SCIENCE & HEALTHCARE: Is the old boy’s club that’s long defined the health and sciences sector (well, every sector, basically) starting to lose some of its pull there? Women now make up around 40 percent of the country’s doctors and surgeons, up from about 26 percent in the late 1990s, according to Quartz. And, the percentage of female physical scientists went from 28 percent in the period between 1997 and 1999 to 45 percent over the last two years.

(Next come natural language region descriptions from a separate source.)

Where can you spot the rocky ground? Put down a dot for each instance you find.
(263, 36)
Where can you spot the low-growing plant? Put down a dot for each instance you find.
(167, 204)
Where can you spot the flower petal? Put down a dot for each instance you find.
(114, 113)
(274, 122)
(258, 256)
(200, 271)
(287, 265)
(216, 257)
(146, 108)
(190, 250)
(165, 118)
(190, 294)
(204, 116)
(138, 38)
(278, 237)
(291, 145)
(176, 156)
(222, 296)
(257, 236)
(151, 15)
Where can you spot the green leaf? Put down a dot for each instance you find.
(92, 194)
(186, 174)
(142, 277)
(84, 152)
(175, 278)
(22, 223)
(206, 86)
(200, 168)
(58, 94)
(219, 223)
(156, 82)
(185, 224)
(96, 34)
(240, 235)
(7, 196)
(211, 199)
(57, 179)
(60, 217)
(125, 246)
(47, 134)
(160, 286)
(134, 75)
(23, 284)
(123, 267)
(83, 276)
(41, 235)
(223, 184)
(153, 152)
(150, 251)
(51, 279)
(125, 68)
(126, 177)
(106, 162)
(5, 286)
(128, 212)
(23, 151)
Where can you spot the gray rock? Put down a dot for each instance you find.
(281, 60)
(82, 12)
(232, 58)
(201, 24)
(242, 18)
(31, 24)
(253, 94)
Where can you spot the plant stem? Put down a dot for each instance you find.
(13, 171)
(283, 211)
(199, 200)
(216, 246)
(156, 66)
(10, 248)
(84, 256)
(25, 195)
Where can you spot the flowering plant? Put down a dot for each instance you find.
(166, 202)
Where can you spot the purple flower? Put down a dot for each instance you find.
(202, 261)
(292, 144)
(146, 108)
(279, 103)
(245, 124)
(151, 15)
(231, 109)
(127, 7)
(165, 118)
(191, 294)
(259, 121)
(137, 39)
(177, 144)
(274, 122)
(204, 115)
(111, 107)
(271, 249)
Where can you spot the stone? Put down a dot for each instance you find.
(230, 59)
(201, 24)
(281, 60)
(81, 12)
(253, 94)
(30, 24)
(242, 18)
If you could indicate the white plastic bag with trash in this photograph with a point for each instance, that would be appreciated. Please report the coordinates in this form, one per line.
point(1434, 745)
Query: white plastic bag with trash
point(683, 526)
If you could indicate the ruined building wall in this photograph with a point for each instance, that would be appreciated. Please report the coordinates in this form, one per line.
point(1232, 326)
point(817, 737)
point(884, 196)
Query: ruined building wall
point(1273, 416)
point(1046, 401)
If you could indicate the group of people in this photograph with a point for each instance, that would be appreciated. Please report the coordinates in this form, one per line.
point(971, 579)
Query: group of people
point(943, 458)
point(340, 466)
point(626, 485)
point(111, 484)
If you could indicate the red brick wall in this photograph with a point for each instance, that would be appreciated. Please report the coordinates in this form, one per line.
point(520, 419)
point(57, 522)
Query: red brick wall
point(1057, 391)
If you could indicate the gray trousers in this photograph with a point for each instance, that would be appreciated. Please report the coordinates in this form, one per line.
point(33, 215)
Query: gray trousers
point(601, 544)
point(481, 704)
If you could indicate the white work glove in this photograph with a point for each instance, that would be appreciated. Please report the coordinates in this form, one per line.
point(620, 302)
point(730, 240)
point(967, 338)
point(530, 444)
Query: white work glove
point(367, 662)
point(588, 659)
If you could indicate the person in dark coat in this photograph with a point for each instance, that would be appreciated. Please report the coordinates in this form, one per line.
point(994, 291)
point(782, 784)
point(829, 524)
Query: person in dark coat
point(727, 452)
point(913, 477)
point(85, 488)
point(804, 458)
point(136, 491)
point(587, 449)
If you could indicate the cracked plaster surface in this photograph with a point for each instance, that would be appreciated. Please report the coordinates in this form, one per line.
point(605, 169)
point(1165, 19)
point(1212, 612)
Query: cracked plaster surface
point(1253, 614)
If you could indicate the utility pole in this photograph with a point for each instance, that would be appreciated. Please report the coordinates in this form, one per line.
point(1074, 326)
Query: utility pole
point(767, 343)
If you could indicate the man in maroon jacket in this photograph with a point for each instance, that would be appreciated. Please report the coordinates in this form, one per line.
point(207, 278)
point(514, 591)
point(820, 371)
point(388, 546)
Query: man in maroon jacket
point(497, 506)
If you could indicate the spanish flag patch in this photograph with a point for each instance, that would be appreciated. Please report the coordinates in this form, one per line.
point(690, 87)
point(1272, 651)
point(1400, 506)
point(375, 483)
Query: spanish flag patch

Put THAT in your beaker, boy’s club [Quartz]. On that note, increasing gender parity in the health care and life sciences industries and advancing women to the C-suite is a big focus at this year’s HLTH convention in Las Vegas, where thousands of top execs from global pharma and healthcare companies will convene to talk shop [Med City News].
TECH & ENGINEERING: Sarah Guo, who was promoted in 2018 to become the first female partner at the VC firm Greylock — and its youngest partner, until recently — explains how the venture capital industry can narrow its diversity gap. “Investing firms need to be held accountable for diversity in the court of public opinion, and they’ll react to market demand,” she said. “The market for VCs is founders, so founders voting with their feet and choosing more diverse partnerships matters…. [T]he diversity that founders build into their executive teams at high-growth startups will also indirectly contribute to the number of women in venture, because they’ll become the next generation of female investors” [The Information]. Another appalling reminder (as if we needed it) that the tech industry lacks diversity: A new study shows social media algorithms are more likely to flag tweets written by African Americans as “offensive” [Vox]. On the other hand, inspiring young women like Khalia Braswell are working to bring more girls of color into tech. She’s an award-winning technologist who left her job at Apple to expand INTech Camp for Girls, the nonprofit she founded that has introduced 550 middle-school girls of color to tech skills and professional female mentors [Essence].